Kodak CEO’s option grants did not violate internal policies, law firm says
(Reuters) – Corporate actions carried out by Eastman Kodak Co KODK.N Chief Executive Jim Continenza, around the time the camera equipment maker learned it could receive a $765 million government loan, did not violate internal policies, a law firm said Tuesday. attorneys hired by the company’s board of directors.
However, an investigation found “loopholes” in Kodak’s insider trading processes where some people were not on insider lists, Akin Gump Strauss Hauer & Feld LLP said in a report to a special committee. Independent Directors of Kodak’s Board of Directors. (bit.ly/2RrQQxz)
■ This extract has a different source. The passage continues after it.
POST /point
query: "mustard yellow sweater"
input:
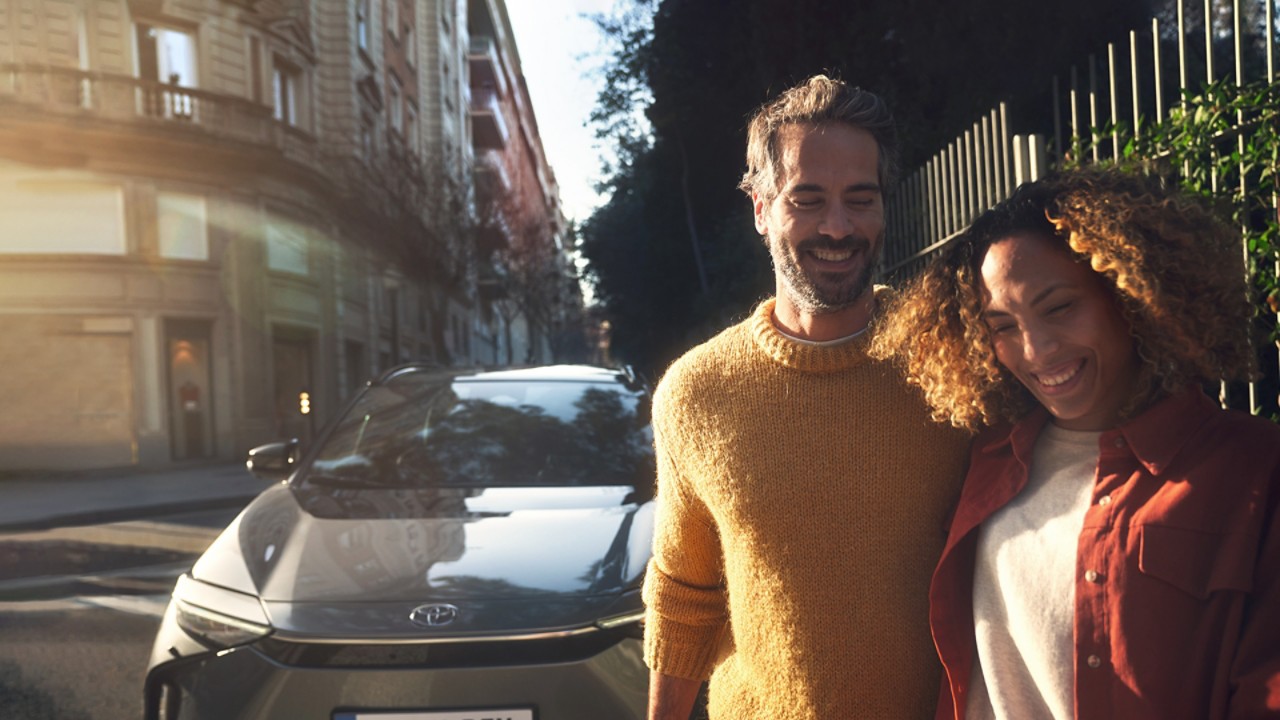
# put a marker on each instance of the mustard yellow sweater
(803, 495)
Kodak’s general counsel proved to be overwhelmed and enforced outdated policies, resulting in board members not being fully briefed on relevant internal policies regarding option grants, the firm said. lawyers.
The US government last month suspended its loan to Kodak to produce pharmaceutical ingredients at its US factories, due to concerns over the company granting options for 1.75 million shares to Continenza and other securities transactions carried out by managers.
Early news of the loan had sent shares soaring 1,000%, generating a windfall for executives, some of whom had received options a day earlier.
US lawmakers raised “serious concerns” about the transactions and asked the Securities and Exchange Commission to investigate the circumstances surrounding the case.
“It is clear from the findings of the review that we need to take steps to strengthen our practices, policies and procedures,” Continenza said Tuesday. (bit.ly/2FBbQPT)
Akin said Continenza and board member Philippe Katz had obtained prior approval to negotiate from Kodak’s general counsel, who concluded it was appropriate because the company’s loan application process was at a “very uncertain” stage.